The Adventure Zone: Here There be Gerblins By The McElroy Family

The Adventure Zone: Here There Be Gerblins is truly the definition of a good graphic novel. This graphic novel is written by Dungeons and Dragon’s loving family, the McElroys. This graphic novel features three very well developed characters. Taako the elf wizard, Merle the dwarf cleric, and Magnus the human fighter. Join these three lovable dummies and their dungeon master, Griffin McElroy as they go on an amazing, absolutely hilarious fantasy journey! Just be aware though, this is an adult fiction graphic novel, so there will some swearing in it. Even though there is swearing in this graphic novel, it doesn’t make any less funnier.

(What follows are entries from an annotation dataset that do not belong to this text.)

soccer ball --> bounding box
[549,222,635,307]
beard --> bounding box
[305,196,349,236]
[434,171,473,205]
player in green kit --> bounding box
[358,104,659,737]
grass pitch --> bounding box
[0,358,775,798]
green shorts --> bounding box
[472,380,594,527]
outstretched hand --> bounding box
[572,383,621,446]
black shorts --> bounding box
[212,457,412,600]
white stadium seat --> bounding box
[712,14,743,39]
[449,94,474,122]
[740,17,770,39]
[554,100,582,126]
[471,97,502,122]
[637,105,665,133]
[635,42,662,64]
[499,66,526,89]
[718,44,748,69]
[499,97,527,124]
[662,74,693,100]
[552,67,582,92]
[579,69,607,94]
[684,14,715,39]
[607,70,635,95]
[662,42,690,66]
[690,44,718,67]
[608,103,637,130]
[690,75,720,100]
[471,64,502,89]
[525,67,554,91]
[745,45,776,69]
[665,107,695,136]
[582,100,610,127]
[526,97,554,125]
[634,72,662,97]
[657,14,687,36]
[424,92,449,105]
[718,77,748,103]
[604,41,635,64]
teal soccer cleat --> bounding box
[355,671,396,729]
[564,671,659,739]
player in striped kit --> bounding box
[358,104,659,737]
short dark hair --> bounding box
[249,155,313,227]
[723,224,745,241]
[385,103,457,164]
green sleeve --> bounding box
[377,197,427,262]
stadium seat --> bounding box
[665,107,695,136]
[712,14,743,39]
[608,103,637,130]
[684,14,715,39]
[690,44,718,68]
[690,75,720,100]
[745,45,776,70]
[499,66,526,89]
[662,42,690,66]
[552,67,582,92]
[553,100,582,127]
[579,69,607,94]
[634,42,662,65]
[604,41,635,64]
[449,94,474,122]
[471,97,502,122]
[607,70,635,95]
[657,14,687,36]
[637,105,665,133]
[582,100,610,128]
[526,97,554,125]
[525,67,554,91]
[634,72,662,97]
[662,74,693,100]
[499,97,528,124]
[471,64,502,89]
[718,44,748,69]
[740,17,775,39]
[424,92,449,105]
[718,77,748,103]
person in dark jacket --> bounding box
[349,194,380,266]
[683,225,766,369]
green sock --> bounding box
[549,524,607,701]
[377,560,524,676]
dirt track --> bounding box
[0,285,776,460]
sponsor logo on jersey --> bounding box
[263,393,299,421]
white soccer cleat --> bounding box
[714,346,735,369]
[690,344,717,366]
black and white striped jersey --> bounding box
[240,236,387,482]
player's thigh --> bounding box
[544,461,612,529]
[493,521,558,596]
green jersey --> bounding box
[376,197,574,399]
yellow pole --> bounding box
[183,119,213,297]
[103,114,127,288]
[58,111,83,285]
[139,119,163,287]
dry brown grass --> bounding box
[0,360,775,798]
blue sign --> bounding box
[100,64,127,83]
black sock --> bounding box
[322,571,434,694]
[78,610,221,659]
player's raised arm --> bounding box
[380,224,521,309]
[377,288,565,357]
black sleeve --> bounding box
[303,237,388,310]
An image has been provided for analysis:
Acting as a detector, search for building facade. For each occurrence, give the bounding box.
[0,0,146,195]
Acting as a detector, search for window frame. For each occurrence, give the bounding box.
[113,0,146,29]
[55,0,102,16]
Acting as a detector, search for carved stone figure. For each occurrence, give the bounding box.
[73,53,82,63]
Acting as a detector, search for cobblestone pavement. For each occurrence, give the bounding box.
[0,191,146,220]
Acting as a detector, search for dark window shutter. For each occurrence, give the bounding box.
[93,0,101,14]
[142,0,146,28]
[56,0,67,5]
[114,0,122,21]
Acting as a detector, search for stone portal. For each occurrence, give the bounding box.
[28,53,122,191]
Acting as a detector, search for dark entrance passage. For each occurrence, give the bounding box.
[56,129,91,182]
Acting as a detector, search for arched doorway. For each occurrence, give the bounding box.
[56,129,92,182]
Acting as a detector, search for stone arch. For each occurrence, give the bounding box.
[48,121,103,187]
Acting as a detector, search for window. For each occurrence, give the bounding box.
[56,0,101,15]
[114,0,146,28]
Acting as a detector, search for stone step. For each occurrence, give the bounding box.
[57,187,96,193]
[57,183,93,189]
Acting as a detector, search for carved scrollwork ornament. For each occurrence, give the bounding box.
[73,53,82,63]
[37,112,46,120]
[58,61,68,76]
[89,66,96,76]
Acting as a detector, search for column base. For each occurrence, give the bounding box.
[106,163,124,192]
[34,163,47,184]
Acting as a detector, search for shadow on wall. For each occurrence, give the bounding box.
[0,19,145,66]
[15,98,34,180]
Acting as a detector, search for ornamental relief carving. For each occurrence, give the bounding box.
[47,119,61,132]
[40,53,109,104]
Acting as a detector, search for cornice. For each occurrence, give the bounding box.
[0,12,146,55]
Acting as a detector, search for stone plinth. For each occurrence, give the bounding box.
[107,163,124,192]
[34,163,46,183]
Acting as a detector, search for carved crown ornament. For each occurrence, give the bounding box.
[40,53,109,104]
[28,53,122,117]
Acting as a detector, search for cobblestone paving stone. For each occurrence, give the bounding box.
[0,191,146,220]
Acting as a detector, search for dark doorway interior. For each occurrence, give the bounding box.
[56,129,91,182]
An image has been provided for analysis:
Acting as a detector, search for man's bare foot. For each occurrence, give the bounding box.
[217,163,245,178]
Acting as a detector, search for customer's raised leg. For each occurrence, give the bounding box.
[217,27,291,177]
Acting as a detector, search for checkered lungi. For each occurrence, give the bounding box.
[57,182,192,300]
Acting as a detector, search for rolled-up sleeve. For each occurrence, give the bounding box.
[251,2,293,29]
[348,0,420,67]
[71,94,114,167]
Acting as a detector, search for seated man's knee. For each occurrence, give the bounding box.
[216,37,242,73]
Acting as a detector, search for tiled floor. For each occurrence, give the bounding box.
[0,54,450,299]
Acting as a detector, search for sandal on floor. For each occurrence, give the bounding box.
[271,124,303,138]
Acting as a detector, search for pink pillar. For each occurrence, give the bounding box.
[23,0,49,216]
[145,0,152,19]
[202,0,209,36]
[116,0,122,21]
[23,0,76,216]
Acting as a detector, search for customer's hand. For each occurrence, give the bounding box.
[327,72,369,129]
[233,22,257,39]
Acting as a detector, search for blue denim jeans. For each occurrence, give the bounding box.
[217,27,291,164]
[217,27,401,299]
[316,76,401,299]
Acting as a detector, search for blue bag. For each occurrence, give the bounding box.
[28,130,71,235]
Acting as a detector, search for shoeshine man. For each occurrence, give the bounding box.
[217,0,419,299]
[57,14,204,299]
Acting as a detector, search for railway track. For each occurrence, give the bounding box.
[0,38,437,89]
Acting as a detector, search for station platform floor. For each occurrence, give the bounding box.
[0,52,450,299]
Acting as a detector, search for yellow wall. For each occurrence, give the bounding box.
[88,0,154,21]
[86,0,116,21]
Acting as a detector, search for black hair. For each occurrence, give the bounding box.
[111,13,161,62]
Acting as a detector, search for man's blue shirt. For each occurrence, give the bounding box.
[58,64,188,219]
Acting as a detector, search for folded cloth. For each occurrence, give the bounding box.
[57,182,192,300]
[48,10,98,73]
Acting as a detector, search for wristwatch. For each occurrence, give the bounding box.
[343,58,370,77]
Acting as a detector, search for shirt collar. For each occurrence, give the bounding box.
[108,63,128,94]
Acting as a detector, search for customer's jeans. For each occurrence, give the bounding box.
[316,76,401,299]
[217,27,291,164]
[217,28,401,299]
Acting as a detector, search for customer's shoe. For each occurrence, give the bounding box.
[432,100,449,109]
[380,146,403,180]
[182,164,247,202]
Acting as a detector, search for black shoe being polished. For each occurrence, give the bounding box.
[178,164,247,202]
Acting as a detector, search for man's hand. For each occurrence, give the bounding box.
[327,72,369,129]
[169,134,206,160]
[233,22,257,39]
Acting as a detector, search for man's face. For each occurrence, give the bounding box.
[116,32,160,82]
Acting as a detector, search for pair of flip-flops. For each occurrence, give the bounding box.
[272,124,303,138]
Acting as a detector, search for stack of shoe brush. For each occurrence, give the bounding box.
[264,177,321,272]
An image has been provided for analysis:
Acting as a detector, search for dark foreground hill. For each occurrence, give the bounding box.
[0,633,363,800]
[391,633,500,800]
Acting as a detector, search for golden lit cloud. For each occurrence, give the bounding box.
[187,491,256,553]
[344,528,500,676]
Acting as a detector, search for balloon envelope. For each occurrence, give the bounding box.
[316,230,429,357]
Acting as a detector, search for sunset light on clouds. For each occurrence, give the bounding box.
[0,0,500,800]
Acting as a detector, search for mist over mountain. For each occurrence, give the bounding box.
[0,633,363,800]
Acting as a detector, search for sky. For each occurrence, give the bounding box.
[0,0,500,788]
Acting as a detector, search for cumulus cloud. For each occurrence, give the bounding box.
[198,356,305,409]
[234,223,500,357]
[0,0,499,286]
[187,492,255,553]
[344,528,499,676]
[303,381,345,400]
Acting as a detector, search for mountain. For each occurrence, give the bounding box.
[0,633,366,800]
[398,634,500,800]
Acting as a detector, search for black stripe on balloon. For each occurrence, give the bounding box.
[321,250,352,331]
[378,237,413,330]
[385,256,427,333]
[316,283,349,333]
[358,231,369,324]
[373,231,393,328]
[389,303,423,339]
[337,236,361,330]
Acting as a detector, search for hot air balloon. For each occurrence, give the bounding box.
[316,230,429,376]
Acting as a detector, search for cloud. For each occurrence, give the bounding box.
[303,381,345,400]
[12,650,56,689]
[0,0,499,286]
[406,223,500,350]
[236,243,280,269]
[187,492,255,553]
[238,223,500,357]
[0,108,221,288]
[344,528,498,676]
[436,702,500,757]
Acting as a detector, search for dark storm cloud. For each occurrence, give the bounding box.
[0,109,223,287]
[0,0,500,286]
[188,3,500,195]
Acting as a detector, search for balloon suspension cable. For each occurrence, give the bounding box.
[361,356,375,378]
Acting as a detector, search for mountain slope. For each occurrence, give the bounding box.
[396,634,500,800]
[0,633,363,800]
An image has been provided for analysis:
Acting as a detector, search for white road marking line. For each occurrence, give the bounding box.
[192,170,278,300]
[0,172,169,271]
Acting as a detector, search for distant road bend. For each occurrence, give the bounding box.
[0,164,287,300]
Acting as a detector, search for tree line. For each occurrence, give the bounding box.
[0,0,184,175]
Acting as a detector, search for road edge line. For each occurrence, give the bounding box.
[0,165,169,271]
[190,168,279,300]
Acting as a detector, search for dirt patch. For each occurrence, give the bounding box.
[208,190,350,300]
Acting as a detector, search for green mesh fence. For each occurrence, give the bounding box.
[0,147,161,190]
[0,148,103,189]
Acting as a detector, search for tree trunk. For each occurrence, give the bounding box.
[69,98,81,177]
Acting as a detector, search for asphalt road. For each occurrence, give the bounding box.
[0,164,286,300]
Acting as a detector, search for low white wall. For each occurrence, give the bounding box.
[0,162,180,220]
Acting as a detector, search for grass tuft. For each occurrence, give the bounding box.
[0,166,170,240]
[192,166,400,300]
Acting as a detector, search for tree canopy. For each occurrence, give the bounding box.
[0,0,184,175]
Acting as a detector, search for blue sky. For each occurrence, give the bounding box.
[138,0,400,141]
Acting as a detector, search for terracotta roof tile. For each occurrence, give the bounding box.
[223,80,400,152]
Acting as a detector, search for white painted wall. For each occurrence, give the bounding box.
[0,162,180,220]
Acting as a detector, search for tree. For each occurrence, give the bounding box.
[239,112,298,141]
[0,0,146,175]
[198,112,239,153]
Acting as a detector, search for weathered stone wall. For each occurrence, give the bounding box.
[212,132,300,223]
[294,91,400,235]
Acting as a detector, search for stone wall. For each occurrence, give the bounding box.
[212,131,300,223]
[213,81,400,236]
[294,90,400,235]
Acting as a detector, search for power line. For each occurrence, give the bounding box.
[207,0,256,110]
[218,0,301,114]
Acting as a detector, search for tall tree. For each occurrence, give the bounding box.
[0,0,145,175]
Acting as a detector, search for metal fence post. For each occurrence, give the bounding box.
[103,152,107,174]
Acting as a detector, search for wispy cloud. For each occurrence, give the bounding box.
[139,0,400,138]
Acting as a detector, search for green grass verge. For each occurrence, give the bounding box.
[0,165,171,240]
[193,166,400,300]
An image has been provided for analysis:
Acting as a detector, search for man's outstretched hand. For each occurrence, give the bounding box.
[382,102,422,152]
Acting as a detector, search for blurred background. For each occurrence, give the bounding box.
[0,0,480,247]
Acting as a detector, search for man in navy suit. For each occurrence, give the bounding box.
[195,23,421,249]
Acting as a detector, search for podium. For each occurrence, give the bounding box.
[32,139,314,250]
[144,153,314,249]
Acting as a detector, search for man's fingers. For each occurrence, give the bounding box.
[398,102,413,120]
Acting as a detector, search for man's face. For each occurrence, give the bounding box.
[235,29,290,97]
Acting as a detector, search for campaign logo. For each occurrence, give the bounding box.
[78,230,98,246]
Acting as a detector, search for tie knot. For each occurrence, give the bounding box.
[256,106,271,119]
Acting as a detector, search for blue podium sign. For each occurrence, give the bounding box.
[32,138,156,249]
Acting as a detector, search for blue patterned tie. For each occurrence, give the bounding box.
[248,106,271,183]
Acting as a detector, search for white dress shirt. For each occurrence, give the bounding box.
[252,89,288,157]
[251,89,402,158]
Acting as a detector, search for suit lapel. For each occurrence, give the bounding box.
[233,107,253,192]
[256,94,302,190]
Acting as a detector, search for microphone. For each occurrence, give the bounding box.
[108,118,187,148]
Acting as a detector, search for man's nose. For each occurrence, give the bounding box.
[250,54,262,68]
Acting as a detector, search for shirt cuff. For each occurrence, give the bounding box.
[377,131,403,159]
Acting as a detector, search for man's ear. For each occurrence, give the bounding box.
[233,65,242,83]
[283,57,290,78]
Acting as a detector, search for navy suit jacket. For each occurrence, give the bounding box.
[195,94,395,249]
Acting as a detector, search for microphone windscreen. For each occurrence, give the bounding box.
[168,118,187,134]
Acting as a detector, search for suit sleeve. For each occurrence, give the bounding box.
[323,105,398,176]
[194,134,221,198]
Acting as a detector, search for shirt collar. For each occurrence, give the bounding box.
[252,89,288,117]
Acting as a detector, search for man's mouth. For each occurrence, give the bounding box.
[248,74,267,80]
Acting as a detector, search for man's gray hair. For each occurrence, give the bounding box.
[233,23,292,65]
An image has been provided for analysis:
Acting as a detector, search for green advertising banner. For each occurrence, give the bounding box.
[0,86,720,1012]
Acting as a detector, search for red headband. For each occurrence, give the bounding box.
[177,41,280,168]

This novel very much excited me when I first saw it. I had just finished the library’s monthly Dungeons and Dragons game, and was hyped when I gazed open this magnificent D&D novel. I had never thought there would be a D&D book, even better a graphic novel! For all D&D fans, this is an essential to read. The story sucks you in and doesn’t let go until you finish reading! To bad the book is pretty short. But make sure to look out for the sequel, Murder on the Rockport Limited! Thanks for reading.

-Brandon D.

The Adventure Zone: Here There Be Gerblins is available for checkout from the Mission Viejo Library

The Count of Monte Cristo by Alexandre Dumas

From the author of the well-known The Three Musketeers comes The Count of Monte Cristo, a classic tale of romance, adventure, and overarching revenge.

In 1815, Edmond Dantès, a talented sailor on the cusp of marriage, finds his golden life stolen away from him when he is cruelly betrayed by his supposed comrades. Branded a traitor and sentenced to life in prison, Dantès, innocent and heartbroken, has no idea the scale of the conspiracy presented against him. Of the three co-conspirators, all were considered the unfortunate man’s “friends”: M. Danglars, a fellow sailor who was desirous of supplanting Dantès as captain of their ship; M. Fernand, who loved the woman Dantès was to marry; and M. de Villefort, who ignored his duty as a man of law and sent a faultless young man to prison to protect his murderous father.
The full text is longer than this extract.